Research Guides: Text &amp; Data Mining: Understanding Text and Data Mining

Welcome

This guide is intended to help you get started identifying some basic tools and methods to approach a research question using text and data mining (TDM). For further guidance on using TDM, please reach out to us.

Definitions

Text and data mining (TDM) is an umbrella term to describe a broad array of methods, tools, and approaches to scholarship that involve applying computational methods to large bodies of (often unstructured) text.

TDM approaches are increasingly popular in an era of large-scale digitization efforts. The rapid growth of digital platforms for publication and social media have created massive corpora of textual data that is often easily accessible to anyone with internet access.

Researchers in diverse fields use TDM to gain insights from looking at long periods of time or across vast collections that would be nearly impossible with reading and examination in the traditional way. Quantifying the text elements, and developing analytical tools to count and visualize the terms of interest have opened up huge new bodies of scholarship in fields such as the digital humanities.

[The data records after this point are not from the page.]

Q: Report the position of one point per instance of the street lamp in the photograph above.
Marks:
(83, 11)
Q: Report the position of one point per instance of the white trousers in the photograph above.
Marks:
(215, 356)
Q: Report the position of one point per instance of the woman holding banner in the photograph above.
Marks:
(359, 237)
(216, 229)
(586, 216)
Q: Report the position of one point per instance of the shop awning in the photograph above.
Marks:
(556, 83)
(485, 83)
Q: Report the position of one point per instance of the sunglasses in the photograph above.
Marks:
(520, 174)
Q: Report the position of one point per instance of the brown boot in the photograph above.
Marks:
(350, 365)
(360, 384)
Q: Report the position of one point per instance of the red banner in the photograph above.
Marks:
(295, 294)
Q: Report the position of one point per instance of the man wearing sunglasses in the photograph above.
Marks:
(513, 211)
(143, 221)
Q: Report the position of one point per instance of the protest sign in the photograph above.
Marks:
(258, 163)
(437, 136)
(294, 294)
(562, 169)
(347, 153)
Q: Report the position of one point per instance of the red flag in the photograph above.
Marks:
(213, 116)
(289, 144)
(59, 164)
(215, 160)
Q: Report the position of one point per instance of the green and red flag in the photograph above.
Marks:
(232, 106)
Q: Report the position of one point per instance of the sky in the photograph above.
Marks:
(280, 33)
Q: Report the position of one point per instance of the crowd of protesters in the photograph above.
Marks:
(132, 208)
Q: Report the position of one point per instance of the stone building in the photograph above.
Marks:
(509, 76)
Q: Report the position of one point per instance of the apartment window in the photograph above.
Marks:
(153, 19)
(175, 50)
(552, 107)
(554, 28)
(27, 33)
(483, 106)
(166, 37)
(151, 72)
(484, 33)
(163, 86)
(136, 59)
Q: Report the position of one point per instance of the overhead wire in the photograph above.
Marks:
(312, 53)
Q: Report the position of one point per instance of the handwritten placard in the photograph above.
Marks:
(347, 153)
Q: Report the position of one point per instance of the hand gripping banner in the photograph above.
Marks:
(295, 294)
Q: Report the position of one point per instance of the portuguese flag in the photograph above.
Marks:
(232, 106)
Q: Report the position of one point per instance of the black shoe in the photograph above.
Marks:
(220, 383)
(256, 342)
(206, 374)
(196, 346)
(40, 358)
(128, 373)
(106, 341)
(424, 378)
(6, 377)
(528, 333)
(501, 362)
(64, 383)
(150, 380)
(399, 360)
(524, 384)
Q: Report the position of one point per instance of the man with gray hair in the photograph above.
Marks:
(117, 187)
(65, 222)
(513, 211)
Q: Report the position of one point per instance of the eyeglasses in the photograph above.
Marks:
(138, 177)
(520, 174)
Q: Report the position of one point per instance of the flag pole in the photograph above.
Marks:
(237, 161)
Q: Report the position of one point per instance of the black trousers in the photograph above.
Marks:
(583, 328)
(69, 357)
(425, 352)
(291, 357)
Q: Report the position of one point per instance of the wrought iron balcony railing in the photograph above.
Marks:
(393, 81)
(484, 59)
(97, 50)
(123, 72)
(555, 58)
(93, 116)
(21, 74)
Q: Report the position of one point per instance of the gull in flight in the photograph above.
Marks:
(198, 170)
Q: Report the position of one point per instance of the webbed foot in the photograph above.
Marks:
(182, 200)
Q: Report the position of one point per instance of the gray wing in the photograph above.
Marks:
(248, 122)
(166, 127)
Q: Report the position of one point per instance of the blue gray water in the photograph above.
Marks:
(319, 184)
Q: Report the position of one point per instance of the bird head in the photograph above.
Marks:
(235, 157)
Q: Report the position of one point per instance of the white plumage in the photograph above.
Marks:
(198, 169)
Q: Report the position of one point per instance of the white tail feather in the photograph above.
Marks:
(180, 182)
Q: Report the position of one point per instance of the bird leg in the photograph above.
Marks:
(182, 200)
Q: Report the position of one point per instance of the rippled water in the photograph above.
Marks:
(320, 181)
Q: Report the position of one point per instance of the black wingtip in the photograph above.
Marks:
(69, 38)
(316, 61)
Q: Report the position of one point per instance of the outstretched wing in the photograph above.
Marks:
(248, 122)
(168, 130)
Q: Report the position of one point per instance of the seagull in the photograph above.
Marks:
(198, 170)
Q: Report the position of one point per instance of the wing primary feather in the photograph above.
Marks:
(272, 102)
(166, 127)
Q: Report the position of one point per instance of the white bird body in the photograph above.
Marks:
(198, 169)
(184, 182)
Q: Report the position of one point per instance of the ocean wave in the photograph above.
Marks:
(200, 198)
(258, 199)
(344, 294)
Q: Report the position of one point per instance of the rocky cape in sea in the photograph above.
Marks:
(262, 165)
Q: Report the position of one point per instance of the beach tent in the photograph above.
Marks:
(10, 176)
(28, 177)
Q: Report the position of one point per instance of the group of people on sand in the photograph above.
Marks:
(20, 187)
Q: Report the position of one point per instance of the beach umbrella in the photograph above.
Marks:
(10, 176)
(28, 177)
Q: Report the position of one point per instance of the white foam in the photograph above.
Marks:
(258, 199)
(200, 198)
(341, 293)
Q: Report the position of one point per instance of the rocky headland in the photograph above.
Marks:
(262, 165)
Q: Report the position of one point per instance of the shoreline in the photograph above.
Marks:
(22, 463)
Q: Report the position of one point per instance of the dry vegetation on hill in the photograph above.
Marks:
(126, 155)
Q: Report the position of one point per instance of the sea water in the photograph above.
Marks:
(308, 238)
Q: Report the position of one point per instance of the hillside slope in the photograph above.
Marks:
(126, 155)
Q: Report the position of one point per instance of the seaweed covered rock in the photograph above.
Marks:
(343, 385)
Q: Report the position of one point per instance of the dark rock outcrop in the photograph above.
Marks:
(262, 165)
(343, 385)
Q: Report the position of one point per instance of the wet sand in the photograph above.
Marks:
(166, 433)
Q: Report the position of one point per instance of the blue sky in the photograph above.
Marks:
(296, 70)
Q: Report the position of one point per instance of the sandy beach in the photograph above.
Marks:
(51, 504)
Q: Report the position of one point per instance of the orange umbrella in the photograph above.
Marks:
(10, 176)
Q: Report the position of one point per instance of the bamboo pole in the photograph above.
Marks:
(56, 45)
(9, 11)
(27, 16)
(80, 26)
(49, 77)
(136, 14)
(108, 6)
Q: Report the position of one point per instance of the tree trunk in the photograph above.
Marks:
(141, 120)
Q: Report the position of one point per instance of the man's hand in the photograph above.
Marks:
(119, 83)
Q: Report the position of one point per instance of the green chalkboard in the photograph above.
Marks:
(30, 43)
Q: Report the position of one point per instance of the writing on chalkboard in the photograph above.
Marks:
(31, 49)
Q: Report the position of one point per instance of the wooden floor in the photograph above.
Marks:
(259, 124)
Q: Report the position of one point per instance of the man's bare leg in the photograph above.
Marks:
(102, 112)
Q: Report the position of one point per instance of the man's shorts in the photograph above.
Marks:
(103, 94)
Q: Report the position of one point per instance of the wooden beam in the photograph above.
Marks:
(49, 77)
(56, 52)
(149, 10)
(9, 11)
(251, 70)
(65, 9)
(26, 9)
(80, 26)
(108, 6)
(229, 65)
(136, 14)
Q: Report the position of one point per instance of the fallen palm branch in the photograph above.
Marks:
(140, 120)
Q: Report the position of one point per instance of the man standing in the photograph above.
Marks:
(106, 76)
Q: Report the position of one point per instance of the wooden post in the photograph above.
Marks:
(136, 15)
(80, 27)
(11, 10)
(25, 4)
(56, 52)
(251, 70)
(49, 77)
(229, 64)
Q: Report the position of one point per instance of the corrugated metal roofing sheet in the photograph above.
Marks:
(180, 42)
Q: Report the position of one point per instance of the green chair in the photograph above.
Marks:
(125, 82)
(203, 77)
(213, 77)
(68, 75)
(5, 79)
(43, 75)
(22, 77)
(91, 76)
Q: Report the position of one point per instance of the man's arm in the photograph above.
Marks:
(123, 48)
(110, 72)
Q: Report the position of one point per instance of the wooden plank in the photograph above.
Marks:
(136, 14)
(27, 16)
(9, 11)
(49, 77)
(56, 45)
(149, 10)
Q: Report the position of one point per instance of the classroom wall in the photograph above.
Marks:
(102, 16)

Cautions, critiques, and questions

Since TDM involves manipulations of published text that may be protected by copyright, it's important to make sure you understand the legal restrictions around the data you are working with before getting started. This can often be a complicated question. We've included some good resources here, and are happy to meet with you individually to consult on your particular project (though we cannot offer legal advice).

It is important to note that the terms of use agreements that govern our use of Library databases (this will be anything you need to log in to with your Claremont credentials) do NOT allow for automated retrieval methods (such as scraping). If you are interested in downloading large numbers of articles from one of those databases, reach out to us to talk about your options before you get started.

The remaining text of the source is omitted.